Functional annotation of the gene set identified for each of the four genomes was performed through Omicx box (version 3.0.27) (OmicsBox, 2019). This pipeline consists of BLAST2GO^[42] and Interproscan^[43]. For BLAST2GO, the 'blastx-fast' feature was used with NCBI non-redundant protein sequences (nr v5) database and the e-value was set at 1e-10 with 10 blast hits. The taxonomy filter was set at 33090 Viridiplantae. For Interproscan all the available databases such as families, structural domains, sites, and repeats databases were selected. For the pathway analysis: Plant reactome (Gramene)^[44] and KEGG pathway^[45] were performed using Omics box.

Gene family analysis: Anti-microbial genes were identified across the four species by conducting a BLAST homology search, looking for transcripts resembling M. integrifolia's antimicrobial cDNA (MiAMP2). Sequence alignment using Clone Manager ver 9.0 was performed with an alignment parameter scoring matrix of Mismatch (2), Open Gap (4), and Extension-Gap (1). To identify genes involved in cyanogenic glycoside, fatty acid metabolism, and WRKY gene across the four genomes, BLAST was performed and the top hits based on sequence similarity were selected.

Orthologous and phylogenetic analysis

Orthologous and phylogenetic analysis was performed using Orthofinder (V2.5.5)^[46] using the protein sequences of all the four Macadamia species along with data for Telopea. The common and unique set of orthologous protein sequences among the five species were plotted using the UpSet plot and the venn diagram of the Orthovenn3^[47]. The core or single copy orthologs obtained from Orthofinder were used to construct the phylogenetic tree using Orthovenn3.

Whole genome duplication

Whole genome duplication (WGD) analysis was performed to compute the whole set of paralogous genes in the genome using WGD tool version 1.1.2^[19,48]. Ancient WGDs were calculated by examining the distribution of synonymous substitution per site (Ks) within a genome or Ks distribution. WGD analysis of all four species of Macadamia was performed to estimate the origin and diversification.
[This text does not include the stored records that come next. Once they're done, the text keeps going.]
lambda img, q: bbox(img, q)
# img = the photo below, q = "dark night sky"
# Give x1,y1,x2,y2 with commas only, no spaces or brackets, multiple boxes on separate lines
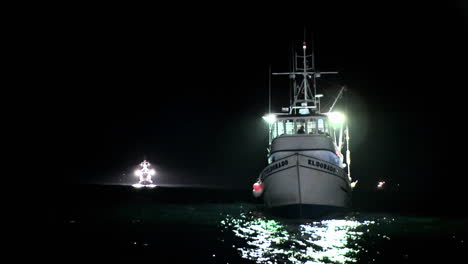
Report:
31,1,468,210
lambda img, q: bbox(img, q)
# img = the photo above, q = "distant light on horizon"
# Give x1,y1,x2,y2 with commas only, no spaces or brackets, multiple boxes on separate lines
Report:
132,160,156,188
377,181,385,189
262,114,276,124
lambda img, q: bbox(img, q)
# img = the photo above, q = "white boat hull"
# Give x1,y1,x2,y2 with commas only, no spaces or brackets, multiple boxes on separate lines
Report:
261,154,351,217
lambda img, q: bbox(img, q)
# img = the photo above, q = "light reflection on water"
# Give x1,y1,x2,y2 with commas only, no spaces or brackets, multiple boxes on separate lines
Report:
221,214,375,263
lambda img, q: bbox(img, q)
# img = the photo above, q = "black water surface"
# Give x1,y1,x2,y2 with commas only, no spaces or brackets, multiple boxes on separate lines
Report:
43,185,468,263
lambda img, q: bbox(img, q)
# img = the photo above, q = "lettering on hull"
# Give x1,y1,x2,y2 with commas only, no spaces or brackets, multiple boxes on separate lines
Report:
307,159,338,175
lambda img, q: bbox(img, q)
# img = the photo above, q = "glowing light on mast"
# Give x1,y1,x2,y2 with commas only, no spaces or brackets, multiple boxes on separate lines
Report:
133,160,156,188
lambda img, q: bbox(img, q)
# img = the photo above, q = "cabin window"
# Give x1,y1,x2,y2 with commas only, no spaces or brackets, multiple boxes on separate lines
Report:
296,119,306,134
318,118,325,134
285,119,294,135
277,120,284,137
271,122,278,139
307,119,317,134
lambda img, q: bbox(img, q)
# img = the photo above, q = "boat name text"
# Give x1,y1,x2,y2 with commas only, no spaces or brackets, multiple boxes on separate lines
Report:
308,160,338,174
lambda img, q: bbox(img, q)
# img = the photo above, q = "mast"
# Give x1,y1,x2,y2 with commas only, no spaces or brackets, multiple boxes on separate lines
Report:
272,41,338,114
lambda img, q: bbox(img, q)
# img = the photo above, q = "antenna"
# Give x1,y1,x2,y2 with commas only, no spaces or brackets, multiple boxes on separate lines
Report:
268,64,271,114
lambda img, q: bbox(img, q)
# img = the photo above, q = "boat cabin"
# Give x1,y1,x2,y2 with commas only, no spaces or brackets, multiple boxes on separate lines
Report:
270,115,332,143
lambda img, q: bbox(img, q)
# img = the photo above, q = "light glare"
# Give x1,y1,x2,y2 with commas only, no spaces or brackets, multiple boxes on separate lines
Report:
262,114,276,124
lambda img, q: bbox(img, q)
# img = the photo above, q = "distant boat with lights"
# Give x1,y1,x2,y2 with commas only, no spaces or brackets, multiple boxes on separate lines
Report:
253,42,356,217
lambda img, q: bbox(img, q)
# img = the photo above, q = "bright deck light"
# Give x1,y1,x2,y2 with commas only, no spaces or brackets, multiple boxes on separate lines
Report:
327,112,345,126
262,114,276,124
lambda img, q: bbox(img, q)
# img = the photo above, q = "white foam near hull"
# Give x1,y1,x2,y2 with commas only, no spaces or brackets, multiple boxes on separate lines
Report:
261,154,351,217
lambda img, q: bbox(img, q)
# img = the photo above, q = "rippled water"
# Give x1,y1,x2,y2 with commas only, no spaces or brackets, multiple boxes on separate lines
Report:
49,186,468,263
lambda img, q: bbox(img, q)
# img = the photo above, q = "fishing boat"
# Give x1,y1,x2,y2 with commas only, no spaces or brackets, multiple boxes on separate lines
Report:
253,42,356,217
Wgd 'dmd' and 'ksd' commands were used to generate the Ks distribution plot.

Conservation of gene order and genomic regions

A pairwise whole-genome comparison was performed using SyRI^[49] to find the structural and sequence differences between the two genomes. The genomes were first aligned using the minimap2^[50] and samtool^[41] was used to index the alignment BAM file. The BAM file was then used to run the SyRI tool, the same output file was then passed through the visualisation tool plotSR^[51] using default parameters to visualize the synteny and the structural rearrangements between the Macadamia species.
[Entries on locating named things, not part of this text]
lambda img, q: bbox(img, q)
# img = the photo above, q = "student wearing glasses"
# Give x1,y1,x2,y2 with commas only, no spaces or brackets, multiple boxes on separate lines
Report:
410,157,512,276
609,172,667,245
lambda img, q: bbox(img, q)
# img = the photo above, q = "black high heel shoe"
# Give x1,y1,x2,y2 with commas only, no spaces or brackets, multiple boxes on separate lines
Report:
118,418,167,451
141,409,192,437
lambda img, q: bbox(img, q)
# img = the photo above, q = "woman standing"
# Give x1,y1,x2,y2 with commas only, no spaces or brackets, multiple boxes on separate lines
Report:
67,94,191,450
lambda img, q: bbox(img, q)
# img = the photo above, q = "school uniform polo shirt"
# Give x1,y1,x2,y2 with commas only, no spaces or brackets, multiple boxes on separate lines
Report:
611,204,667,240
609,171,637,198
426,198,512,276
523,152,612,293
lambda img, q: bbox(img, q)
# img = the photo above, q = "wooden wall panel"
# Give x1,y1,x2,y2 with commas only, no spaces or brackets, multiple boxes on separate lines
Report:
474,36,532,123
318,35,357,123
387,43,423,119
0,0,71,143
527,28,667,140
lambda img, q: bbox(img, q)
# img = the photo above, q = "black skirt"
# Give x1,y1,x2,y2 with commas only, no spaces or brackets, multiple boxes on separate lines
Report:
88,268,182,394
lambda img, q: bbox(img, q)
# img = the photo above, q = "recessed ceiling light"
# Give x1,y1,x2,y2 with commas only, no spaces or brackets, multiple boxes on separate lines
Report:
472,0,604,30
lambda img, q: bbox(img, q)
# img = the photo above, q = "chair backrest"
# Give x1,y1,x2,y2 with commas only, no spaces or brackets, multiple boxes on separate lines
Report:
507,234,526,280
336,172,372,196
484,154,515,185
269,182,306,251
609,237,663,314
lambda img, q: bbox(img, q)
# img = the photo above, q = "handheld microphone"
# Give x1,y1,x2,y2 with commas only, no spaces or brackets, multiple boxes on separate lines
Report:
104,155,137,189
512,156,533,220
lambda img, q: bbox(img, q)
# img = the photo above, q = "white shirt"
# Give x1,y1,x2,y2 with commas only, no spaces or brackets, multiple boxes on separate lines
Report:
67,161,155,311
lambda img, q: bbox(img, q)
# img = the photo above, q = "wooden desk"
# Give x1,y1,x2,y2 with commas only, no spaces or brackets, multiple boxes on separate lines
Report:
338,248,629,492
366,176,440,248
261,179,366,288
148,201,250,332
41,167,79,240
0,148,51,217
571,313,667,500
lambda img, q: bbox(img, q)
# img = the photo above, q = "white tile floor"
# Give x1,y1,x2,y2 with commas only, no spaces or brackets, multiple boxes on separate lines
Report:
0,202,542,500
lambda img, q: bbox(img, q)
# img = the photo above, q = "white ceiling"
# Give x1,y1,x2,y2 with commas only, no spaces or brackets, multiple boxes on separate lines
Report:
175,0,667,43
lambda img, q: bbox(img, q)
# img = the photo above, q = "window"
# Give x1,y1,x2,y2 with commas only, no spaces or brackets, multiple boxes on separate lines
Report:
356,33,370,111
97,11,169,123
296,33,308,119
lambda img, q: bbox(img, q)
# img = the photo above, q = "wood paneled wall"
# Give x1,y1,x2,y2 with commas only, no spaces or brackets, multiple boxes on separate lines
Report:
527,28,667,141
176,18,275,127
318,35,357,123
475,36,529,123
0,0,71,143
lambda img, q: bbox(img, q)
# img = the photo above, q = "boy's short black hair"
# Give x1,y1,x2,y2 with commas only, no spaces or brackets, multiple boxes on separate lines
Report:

Collinearity and expansion-contraction of gene families

The degree of collinearity within and between the genomes of the four Macadamia species were calculated by using MCScanX^[52]. The protein fasta file of all four species were combined and used as input for the all-vs-all homology search with the Blastp algorithm with e-value set at 1e-10, max target sequences at 5, and output format 6. The resulting tabular blastp file along with the combined gff file was then fed into MCScanX using default parameters. For self synteny MCScanX was run with default settings with the blastp output and the gff file of individual species. The web-based tool - SynVisio^[53] was used to visualize collinearity. The CAFE5 tool of Orthovern3 was used to perform the expansion and contraction of the gene families. All default parameters were used.

The authors confirm contribution to the paper as follows: project design and supervision: Henry RJ, Masouleh AK, Furtado A, Topp B ; genome assembly, annotation and downstream analysis: Sharma P, Masouleh AK; flow-cytometry analysis: Constantin L; draft manuscript preparation: Sharma P, Constantin L; data deposition: Sharma P. All authors reviewed the results and approved the final version of the manuscript.
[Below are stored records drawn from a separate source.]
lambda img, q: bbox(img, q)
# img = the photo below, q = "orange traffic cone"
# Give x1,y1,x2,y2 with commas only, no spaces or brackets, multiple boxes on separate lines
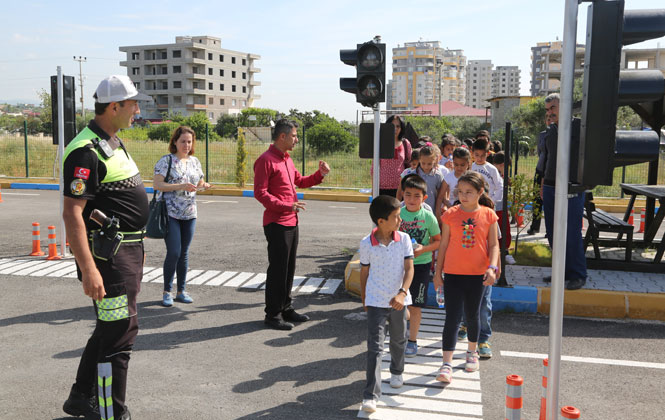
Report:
30,222,44,257
46,226,62,260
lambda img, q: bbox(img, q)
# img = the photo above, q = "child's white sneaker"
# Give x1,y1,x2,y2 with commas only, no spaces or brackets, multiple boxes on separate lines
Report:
390,374,404,388
361,400,376,413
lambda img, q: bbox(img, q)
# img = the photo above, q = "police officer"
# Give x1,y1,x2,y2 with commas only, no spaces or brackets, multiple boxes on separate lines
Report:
63,76,150,420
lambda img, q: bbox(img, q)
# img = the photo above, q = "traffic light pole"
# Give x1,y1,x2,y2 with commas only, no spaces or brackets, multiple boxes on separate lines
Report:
372,102,381,198
546,0,578,420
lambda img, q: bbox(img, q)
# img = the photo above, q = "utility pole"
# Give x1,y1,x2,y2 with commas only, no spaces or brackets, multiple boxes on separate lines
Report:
74,55,88,123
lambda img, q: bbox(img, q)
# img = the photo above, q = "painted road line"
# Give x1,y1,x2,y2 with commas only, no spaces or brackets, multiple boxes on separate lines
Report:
242,273,266,289
0,260,42,274
298,277,325,293
381,382,482,403
358,406,480,420
187,270,221,284
319,279,342,295
141,270,162,283
12,261,53,276
381,359,480,381
377,395,483,418
224,272,254,287
48,262,76,277
500,350,665,369
206,271,238,286
30,261,71,277
381,369,480,391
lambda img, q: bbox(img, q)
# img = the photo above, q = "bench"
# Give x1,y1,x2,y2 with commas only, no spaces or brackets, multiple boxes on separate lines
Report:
584,191,634,262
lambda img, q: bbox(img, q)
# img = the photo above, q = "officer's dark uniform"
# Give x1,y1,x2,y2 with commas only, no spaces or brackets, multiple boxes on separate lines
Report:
63,120,149,420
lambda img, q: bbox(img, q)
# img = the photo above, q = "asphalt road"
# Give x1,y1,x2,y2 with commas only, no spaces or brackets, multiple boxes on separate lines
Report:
0,191,665,420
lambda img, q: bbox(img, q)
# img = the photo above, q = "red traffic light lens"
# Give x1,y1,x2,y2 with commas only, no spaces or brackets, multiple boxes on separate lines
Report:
359,44,383,70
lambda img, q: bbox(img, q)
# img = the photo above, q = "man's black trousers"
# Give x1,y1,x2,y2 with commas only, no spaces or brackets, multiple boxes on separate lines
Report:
263,223,298,318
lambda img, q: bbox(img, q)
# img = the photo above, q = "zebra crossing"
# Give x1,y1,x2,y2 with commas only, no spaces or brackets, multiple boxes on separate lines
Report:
0,258,342,295
358,308,483,420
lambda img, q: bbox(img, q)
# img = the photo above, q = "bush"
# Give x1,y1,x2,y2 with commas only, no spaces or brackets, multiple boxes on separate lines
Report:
306,120,358,154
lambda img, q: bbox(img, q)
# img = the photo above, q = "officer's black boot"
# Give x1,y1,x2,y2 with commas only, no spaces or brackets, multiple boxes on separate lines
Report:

The genome sequencing data from PacBio has been submitted under NCBI bioproject PRJNA694456. The genome assemblies and annotation of four Macadamia species have been deposited in the Genome warehouse under the bioproject: PRJCA020274. NCBI genome submission ids for M. integrifolia: SUB14785838, M. tetraphylla: SUB14787551, M. jansenii: SUB14787648 & M. ternifolia: SUB14786002.